PHILOSOPHIES OF PLACE: AN INTERCULTURAL CONVERSATION

PHILOSOPHIES OF PLACE: AN INTERCULTURAL CONVERSATION (University of Hawai’i Press), to which EAA Associate Director, Nakajima Takahiro, was published.

 

From University of Hawai’i Press HP

PHILOSOPHIES OF PLACE: AN INTERCULTURAL CONVERSATION
Edited by Peter D. Hershock, Roger T. Ames
Contributors: James P. Buchanan, Meera Baindur, Steven Burik, Carl Helsing, Michael Hemmingsen, Kathleen Higgins, Marion Hourdequin, Naglis Kardelis, John W.M. Krummel, Justas Kučinskas, Lara M. Mitias, Ilana Maymind, Michael W. Myers, Nakajima Takahiro, Bindu Puri, Rein Raud, Britta Saal, Joshua Stoll, Albert Welter, David B. Wong

ABOUT THE BOOK

Humanity takes up space. Human beings, like many other species, also transform spaces. What is perhaps uniquely human is the disposition to qualitatively transform spaces into places that are charged with distinctive kinds of intergenerational significance. There is a profound, felt difference between a house as domestic space and a home as familial place or between the summit of a mountain one has climbed for the first time and the “same” rock pinnacle celebrated in ancestral narratives.

Contemporary philosophical uses of the word “place” often pivot on the distinction between “space” and “place” formalized by geographer-philosopher Yi-fu Tuan, who suggested that places incorporate the experiences and aspirations of a people over the course of their moral and aesthetic engagement with sites and locations. While spaces afford possibilities for different kinds of presence—physical, emotional, cognitive, dramatic, spiritual—places emerge as different ways of being present, fuse over time, and saturate a locale with distinctively collaborative patterns of significance.
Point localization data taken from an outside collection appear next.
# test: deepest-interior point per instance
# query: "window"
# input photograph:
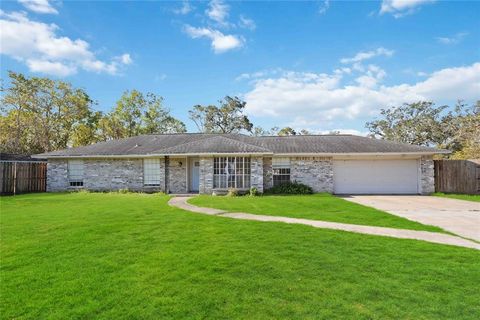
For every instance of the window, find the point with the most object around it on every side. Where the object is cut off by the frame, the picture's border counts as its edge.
(231, 172)
(151, 172)
(281, 170)
(75, 173)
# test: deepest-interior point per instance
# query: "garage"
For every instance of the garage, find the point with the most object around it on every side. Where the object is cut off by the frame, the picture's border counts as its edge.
(375, 176)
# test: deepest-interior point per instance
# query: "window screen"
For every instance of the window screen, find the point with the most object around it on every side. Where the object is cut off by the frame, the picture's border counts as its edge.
(75, 173)
(151, 172)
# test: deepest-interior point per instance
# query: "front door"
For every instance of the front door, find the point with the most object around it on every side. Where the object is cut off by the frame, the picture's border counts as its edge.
(194, 174)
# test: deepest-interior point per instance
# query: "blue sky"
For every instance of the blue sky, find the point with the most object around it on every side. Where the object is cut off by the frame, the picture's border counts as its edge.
(318, 65)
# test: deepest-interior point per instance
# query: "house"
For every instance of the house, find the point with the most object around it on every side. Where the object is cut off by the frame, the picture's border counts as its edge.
(206, 163)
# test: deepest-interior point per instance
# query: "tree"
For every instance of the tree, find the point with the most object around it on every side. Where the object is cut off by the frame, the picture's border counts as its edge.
(422, 123)
(228, 118)
(415, 123)
(137, 113)
(463, 127)
(40, 114)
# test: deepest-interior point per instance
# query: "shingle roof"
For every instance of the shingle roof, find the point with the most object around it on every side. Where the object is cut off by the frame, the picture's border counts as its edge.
(191, 143)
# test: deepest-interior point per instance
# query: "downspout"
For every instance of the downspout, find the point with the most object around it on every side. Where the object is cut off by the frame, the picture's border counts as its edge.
(167, 164)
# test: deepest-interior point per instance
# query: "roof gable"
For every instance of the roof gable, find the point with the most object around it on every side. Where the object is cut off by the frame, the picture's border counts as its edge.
(177, 144)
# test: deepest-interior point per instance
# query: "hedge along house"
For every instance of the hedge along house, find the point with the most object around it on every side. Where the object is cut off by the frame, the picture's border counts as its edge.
(207, 163)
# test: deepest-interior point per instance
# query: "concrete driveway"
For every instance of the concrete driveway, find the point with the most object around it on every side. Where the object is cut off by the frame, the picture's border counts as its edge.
(457, 216)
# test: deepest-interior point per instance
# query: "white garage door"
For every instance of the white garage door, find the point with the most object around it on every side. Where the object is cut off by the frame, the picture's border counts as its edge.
(375, 176)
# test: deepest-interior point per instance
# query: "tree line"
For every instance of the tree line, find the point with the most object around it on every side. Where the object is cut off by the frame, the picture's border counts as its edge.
(40, 115)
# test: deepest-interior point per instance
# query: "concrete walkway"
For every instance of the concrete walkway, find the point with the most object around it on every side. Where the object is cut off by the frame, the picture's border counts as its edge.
(181, 202)
(457, 216)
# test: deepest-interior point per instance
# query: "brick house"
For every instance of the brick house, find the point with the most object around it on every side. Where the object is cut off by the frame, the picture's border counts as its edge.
(204, 163)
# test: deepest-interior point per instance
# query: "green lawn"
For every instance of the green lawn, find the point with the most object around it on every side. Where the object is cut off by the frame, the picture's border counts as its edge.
(468, 197)
(317, 207)
(131, 256)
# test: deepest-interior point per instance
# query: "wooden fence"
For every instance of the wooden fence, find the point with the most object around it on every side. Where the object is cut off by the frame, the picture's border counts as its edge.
(457, 176)
(22, 177)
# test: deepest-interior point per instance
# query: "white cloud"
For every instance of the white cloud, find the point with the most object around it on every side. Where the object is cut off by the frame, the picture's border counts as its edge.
(313, 98)
(160, 77)
(38, 45)
(324, 7)
(453, 39)
(186, 8)
(401, 8)
(247, 23)
(125, 58)
(39, 6)
(47, 67)
(220, 42)
(365, 55)
(218, 11)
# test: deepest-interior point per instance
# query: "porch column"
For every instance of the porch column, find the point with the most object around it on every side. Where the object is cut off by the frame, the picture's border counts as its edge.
(257, 173)
(206, 175)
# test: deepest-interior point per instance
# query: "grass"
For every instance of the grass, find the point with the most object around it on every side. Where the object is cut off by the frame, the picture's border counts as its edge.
(130, 256)
(468, 197)
(317, 207)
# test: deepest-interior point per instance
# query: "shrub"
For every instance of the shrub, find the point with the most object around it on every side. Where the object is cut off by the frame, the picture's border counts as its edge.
(291, 188)
(253, 192)
(232, 192)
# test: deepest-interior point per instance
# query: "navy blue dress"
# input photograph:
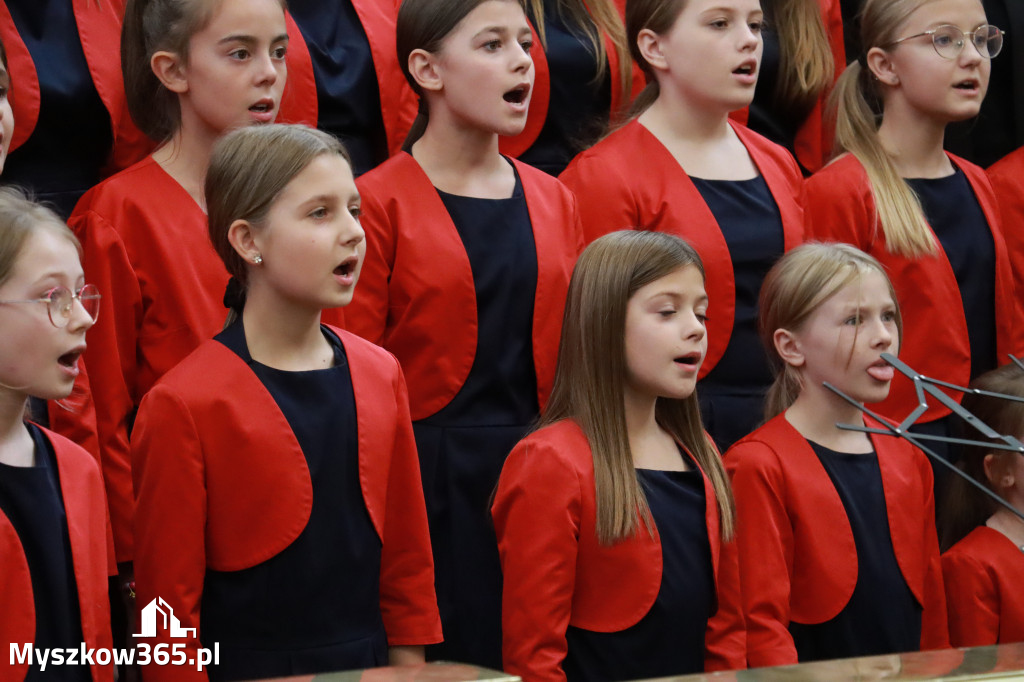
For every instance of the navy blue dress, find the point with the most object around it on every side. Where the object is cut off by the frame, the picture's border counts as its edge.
(732, 393)
(580, 102)
(883, 615)
(347, 94)
(670, 638)
(58, 162)
(315, 606)
(31, 499)
(952, 211)
(463, 446)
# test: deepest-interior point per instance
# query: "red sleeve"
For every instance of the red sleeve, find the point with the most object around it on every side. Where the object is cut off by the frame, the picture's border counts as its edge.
(764, 536)
(409, 605)
(934, 627)
(170, 519)
(725, 640)
(603, 197)
(972, 600)
(111, 361)
(837, 207)
(367, 314)
(537, 519)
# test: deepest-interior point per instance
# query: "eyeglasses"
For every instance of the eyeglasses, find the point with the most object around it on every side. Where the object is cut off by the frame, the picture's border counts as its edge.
(948, 41)
(60, 303)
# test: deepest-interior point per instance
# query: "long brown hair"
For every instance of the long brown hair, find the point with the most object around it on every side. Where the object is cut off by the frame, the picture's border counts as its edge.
(423, 25)
(590, 378)
(796, 286)
(965, 507)
(856, 103)
(249, 168)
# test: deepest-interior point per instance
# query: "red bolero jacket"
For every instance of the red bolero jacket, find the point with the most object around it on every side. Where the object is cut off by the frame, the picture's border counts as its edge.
(557, 573)
(983, 573)
(397, 99)
(630, 180)
(417, 279)
(798, 561)
(85, 508)
(221, 483)
(840, 208)
(541, 96)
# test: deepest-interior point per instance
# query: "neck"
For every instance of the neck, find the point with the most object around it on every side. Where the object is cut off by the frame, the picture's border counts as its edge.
(816, 412)
(674, 118)
(283, 335)
(185, 158)
(914, 143)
This approach to issues of place, however, is emblematic of what Edward S. Casey has argued are convictions about the primacy of absolute space and time that evolved along with the progressive dominance of the scientific imagination and modern imaginations of the universal. The recent reappearance of place in Western philosophy represents a turn away from abstract and a priori reasoning and back toward phenomenal experience and the primacy of embodied and emplaced intelligence. Places are enacted through the sustainably shared practices of mutually-responsive and mutually-vulnerable agents and are as numerous in kind as we are divergent in the patterns of values and intentions.

The contributors to this volume draw on resources from Asian, European, and North American traditions of thought to engage in intercultural reflection on the significance of place in philosophy and of the place of philosophy itself in the cultural, social, economic, and political domains of contemporary life. The conversation of place that results explores the meaning of intercultural philosophy, the critical interplay of place and personal identity, the meaning of appropriate emplacement, the shared place of politics and religion, and the nature of the emotionally emplaced body.